I'm afraid if you want a quality answer, you're going to have to dig deeper into the numbers than you or any of the commenters have yet. Get comfortable and take your time. It's worth it.

Last time I bought, about two years ago, I worked out the marginal cost of credit for all of my loan options, 3 each from 3 different lenders. There are different ways to do this, but for me, the most straightforward approach was to start with the smallest down payment, calculating the annual cost of credit for that loan, then work out the annual cost savings for each incrementally higher down payment, and turn that into an annual return percentage based on the incremental money down.

Our basic options were 3.5% down (FHA w/ PMI), 10% down w/ PMI, and 20% down, no PMI. I'll describe my calculations only for the lender I actually used, the one with the lowest closing costs, but I did this for each of 3. I don't have all the exact numbers with me but I remember enough to reconstruct it reasonably well. Our home cost $122,900, FTR.

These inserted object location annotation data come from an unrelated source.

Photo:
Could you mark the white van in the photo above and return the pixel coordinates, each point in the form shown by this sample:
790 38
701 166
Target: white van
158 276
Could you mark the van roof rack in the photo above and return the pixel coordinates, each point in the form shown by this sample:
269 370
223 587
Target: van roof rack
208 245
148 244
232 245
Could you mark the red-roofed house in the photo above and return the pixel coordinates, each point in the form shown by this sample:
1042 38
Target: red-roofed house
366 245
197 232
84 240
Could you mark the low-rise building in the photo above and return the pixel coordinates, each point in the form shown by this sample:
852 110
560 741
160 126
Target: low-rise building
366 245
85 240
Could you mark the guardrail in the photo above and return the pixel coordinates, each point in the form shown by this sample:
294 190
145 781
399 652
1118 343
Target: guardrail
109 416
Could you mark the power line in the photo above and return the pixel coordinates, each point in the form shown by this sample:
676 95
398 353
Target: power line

With the 3.5% down FHA loan, the rate was higher and the PMI was nearly $200/mo - and it didn't go away no matter how much you paid the loan down. So, unsurprisingly, it was worth paying more to reach the next tier. But I did the math to make sure (and you should do the math!). The extra $8k to reach 10% down eliminated roughly $1800 in annual costs, for a return of over 20%. However, below 90% LTV, the rate didn't change much, and the PMI was only $32/mo. So, putting another $13K into the down payment would have only saved $768 per year: 6.25% pretax, 4.7% after tax (25% bracket). On top of that, we'll easily be out of PMI very soon, dropping the long-term marginal cost of credit even lower.

Meanwhile, our market returns have run in the 15% range - not without risk, but totally acceptable risk during an accumulation phase. The investment returns from year 1 alone covered all of the PMI we'll ever pay. Does this mean 10% is the best DP for you? Absolutely not! It just illustrates that the details matter.